I was a registered nurse with many years of experience in child and adolescent mental health when I moved to Honolulu and was offered a position as the Family Support Nurse in the pediatric units at a hospital there. Much of this position involved working with all the children and families who were diagnosed with cancer. This meant meeting them and working with them from the time of diagnosis, through treatment and to whatever outcome resulted. We always hoped for the best outcome, but in the mid- to late 80s, and even today although less so, this outcome sometimes meant being with them while their children were dying or had died and working with them afterwards as they faced learning to live with a lifetime grief.


I have so many memories of those years in Hawaii and the lessons I learned from the children and families stay with me today. I remember playing with John in his secluded hospital room after his bone marrow transplant, when he declared that he wanted his hair to grow back yellow this time, like Auntie Nancy’s. I remember sitting with his mom and dad as they held his body for the last time. Though they did not speak a word of English, nor me a word of Vietnamese, we shared a language no parent wishes to learn.



I remember standing on top of Punchbowl at the graveside, surrounded by Amoe’s family, purple leis and purple balloons, as we watched her ashes return to her great grandmother buried there. I stood with her mom, watching a group of purple balloons break away from the tree and float towards the city of Honolulu and the brilliant blue ocean, hearing her mom say “There she goes.”

Overlooking the graveyard in Honolulu where Dr. Moules’ former patients Amoe was buried

I remember, as well, the laughter of kids having fun in the hospital where you might think fun and laughter never happened. It did! And I remember kids leaving the hospital with their futures bright before them. I hear from those kids from time to time still (almost 30 years later). Marsi, beautiful as a teenager with cancer, now married, with children, no cancer!


And Wendylee, whose letter and class photo came to me after I returned to Canada, stays with me still, faded on pink paper.

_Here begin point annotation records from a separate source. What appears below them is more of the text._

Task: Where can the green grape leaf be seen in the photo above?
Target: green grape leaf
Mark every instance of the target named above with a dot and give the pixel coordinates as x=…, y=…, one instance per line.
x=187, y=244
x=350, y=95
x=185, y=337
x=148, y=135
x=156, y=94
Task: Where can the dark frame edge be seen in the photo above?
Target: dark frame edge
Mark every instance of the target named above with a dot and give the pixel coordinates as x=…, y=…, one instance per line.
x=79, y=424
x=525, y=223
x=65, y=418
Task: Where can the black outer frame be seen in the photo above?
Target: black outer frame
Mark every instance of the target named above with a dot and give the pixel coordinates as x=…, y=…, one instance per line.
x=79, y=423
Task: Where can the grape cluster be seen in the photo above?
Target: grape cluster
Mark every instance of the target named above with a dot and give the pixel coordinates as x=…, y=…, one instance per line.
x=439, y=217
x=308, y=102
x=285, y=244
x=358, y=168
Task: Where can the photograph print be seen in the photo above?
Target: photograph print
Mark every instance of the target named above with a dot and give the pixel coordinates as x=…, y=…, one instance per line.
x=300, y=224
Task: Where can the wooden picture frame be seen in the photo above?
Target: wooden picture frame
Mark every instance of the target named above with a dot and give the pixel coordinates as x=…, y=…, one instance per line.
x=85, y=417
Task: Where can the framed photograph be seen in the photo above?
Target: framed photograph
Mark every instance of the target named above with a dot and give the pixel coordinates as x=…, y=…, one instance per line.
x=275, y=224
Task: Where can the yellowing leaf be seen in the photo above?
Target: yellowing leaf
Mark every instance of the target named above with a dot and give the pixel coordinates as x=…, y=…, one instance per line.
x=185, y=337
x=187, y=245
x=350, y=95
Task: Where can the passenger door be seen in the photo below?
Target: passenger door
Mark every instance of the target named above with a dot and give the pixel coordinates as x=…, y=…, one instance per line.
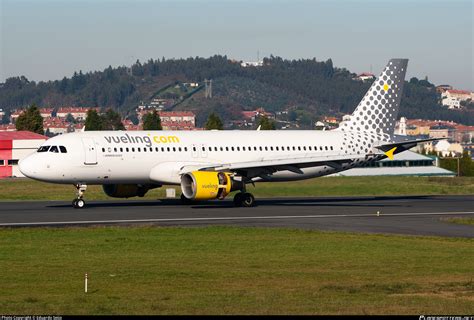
x=203, y=151
x=89, y=151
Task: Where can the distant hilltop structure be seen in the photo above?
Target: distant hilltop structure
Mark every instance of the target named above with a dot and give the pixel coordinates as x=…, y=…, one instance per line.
x=452, y=98
x=364, y=76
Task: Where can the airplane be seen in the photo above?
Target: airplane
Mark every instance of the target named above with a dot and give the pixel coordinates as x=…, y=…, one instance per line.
x=211, y=164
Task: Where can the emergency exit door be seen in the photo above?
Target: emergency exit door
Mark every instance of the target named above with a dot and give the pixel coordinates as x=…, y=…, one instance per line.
x=89, y=151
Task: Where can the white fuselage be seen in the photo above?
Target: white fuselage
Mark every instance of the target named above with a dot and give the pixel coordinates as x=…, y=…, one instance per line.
x=109, y=157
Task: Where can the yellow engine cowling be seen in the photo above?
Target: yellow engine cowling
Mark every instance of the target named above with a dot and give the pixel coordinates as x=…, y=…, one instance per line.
x=207, y=185
x=127, y=190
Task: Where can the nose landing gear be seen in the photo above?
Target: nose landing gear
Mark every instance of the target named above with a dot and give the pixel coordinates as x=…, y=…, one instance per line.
x=79, y=202
x=244, y=199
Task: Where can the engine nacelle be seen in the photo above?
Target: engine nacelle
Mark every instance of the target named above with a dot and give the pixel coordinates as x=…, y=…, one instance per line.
x=207, y=185
x=127, y=190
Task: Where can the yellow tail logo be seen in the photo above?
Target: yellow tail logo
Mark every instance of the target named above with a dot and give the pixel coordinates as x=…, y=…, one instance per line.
x=390, y=152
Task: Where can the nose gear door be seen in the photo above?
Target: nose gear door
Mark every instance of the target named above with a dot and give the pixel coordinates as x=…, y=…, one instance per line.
x=89, y=151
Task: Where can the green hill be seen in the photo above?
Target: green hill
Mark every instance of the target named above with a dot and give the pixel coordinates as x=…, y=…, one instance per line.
x=309, y=87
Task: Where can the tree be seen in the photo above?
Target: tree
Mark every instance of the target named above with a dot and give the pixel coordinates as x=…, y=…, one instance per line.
x=70, y=118
x=93, y=121
x=30, y=120
x=152, y=121
x=112, y=120
x=266, y=124
x=214, y=122
x=6, y=117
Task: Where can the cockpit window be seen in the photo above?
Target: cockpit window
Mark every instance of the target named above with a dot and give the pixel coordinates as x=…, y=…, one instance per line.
x=54, y=149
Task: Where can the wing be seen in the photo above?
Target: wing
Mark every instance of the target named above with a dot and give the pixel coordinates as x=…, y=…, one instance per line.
x=391, y=148
x=266, y=166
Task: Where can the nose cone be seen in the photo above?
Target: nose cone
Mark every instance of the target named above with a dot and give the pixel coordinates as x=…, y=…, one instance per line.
x=27, y=167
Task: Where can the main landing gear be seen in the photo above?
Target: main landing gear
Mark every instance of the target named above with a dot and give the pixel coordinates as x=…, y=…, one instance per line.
x=79, y=202
x=244, y=199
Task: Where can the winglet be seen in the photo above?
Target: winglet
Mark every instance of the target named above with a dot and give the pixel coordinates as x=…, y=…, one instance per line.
x=390, y=152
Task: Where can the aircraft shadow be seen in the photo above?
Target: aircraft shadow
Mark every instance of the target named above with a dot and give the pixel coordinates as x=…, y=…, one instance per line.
x=290, y=202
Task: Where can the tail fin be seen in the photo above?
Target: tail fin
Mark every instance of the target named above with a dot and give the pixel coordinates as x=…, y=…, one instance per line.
x=378, y=110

My work in this area has marked me in so many ways, or more correctly stated, the kids and families have marked me forever. They continue to speak to me as I pursue research in trying to understand and make living better for children and families experiencing cancer. My life’s work.


— Dr Nancy J Moules, RN, PhD. Professor, Faculty of Nursing, University of Calgary, Kids Cancer Care Foundation Chair in Child and Family Cancer Care

Watch a webinar on Nancy’s research here 

Visit Nancy’s University of Calgary Faculty of Nursing webpage 

Nancy’s photo gallery



I started working in the field of pediatric oncology in 1998. As a University of Calgary nursing student, I did my 4th year senior rotation at the old Alberta Children’s Hospital on Q Cluster. I’ll never forget my first shift there. It was a night shift and I had never seen such sick children. I couldn’t imagine ever becoming comfortable, let alone proficient, with the nursing care they required, nor could I imagine how I could be of any help to the families. But I knew I was home. I knew, somehow, this was my life’s work.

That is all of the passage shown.